Abstract

Levy-Bercowski D, Abreu A, DeLeon E, Looney S, Stockstill J, Weiler M, Santiago PE. Complications and solutions in presurgical nasoalveolar molding therapy. Cleft Palate Craniofac J. 2009;46:521–528.
We read with interest the research article by Dr. Bercowski and coworkers (2009). It provides a comprehensive discussion on the potential problems one might encounter during nasoalveolar molding (NAM) and their probable solutions. Nasoalveolar molding is a relatively new treatment modality, and there is not much literature discussing its complications.
In our clinical experience with NAM since 2005, we have observed one complication that warrants mention: vomiting. Vomiting following initiation of NAM in infants with nongastroesophageal reflux disease is a rare complication and must be differentiated from possetting (regurgitation of milk), a common condition among infants in the early months of life. During NAM therapy, vomiting can occur as a possible sequel to an acute or chronic episode of gagging and may lead to aspiration pneumonia, which can manifest as a serious medical situation. It has been observed even when the appliance is well short of the hard palate-soft palate junction, possibly due to a hyperactive gag reflex.
Its occurrence is most common during early days of NAM initiation (while recording an alveolar surface impression or inserting the appliance in the mouth) because the infant is not yet desensitized to the foreign body placed in his/her mouth. In view of its serious implications, a brief description of some preventive measures that avoid potentiating a gag reflex during NAM therapy is provided below:
Keep the infant fasting for at least one half hour prior to recording an impression or initially inserting the NAM appliance.
While recording an alveolar surface impression, take care to select an appropriately sized noncustom tray so that it does not extend far behind posteriorly, and use as little impression material as possible to record the impression.
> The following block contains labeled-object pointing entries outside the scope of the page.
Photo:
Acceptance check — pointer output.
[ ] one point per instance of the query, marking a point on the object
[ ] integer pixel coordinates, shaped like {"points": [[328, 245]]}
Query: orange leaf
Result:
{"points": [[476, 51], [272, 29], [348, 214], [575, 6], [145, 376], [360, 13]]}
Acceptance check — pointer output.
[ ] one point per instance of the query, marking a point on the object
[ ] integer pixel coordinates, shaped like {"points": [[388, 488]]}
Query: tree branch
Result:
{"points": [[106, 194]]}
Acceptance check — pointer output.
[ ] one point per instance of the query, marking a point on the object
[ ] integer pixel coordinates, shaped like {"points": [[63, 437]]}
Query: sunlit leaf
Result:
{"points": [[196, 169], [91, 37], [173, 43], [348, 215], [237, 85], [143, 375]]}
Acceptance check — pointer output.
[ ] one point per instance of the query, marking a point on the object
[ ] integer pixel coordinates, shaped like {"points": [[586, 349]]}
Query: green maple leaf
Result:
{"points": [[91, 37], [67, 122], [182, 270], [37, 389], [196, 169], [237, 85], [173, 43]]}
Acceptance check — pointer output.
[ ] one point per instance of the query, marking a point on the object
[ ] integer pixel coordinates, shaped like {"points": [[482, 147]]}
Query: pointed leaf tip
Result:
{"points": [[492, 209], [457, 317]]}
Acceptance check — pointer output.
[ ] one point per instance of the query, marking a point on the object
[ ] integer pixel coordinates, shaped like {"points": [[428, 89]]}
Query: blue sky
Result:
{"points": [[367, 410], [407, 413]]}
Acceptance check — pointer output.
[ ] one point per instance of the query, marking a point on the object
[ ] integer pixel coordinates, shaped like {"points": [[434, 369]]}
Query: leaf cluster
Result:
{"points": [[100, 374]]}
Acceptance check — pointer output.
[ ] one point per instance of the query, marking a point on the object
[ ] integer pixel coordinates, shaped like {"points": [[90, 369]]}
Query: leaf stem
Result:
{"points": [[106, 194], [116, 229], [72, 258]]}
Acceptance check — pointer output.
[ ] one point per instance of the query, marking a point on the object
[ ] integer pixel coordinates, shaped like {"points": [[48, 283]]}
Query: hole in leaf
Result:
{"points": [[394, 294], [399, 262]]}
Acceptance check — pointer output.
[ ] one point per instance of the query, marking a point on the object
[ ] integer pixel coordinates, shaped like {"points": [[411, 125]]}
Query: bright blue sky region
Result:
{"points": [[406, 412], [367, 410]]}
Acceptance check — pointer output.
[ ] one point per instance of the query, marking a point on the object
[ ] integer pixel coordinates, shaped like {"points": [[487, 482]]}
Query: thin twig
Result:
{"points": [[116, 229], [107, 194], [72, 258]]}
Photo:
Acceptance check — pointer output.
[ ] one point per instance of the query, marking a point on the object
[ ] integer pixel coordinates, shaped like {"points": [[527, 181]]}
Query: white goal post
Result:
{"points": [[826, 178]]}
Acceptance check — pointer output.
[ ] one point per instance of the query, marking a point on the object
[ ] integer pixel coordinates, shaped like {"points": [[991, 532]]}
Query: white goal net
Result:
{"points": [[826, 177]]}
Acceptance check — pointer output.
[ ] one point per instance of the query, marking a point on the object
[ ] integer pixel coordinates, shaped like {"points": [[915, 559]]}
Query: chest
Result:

While fabricating the appliance, limit the posterior extent of the occlusal tray, preferably 2 to 3 mm short of the postgingivae (described as the posterior limit of the fleshy palate; Ashley-Montagu, 1934) in the periphery, the posterior border gently curving anteriorly (approximately 5 mm) in the central portion. An appliance with a shorter posterior extent may easily be dislodged by the tongue.
If the infant repeatedly dislodges the appliance, consider fabricating a new appliance after obturating the cleft palate gap in the working cast to a level slightly deeper than the adjacent palatal shelves, especially toward the central portion of the posterior border, using modeling wax. The palatal vault formed by the appliance can now be raised by a few millimeters. Take care to avoid contact with the nasal mucosa at all times. This modification is preferred over posterior extension of the occlusal tray.
Maintain a uniform occlusal plate thickness of 2 to 3 mm. Bulky plates may cause gagging by contact with the posterior portion of the tongue and soft palate, besides tending to displace the appliance by the actions of the buccinator (buccal aspect), the orbicularis oris (labial aspect), and the tongue (palatal aspect).
Observe the infant for at least one half hour after delivery and insertion of appliance (preferably until the baby goes to sleep) for the first few days of treatment. If the infant appears to gag, the appliance must be suitably modified. Parents must be advised to gradually begin oral feeds after this period.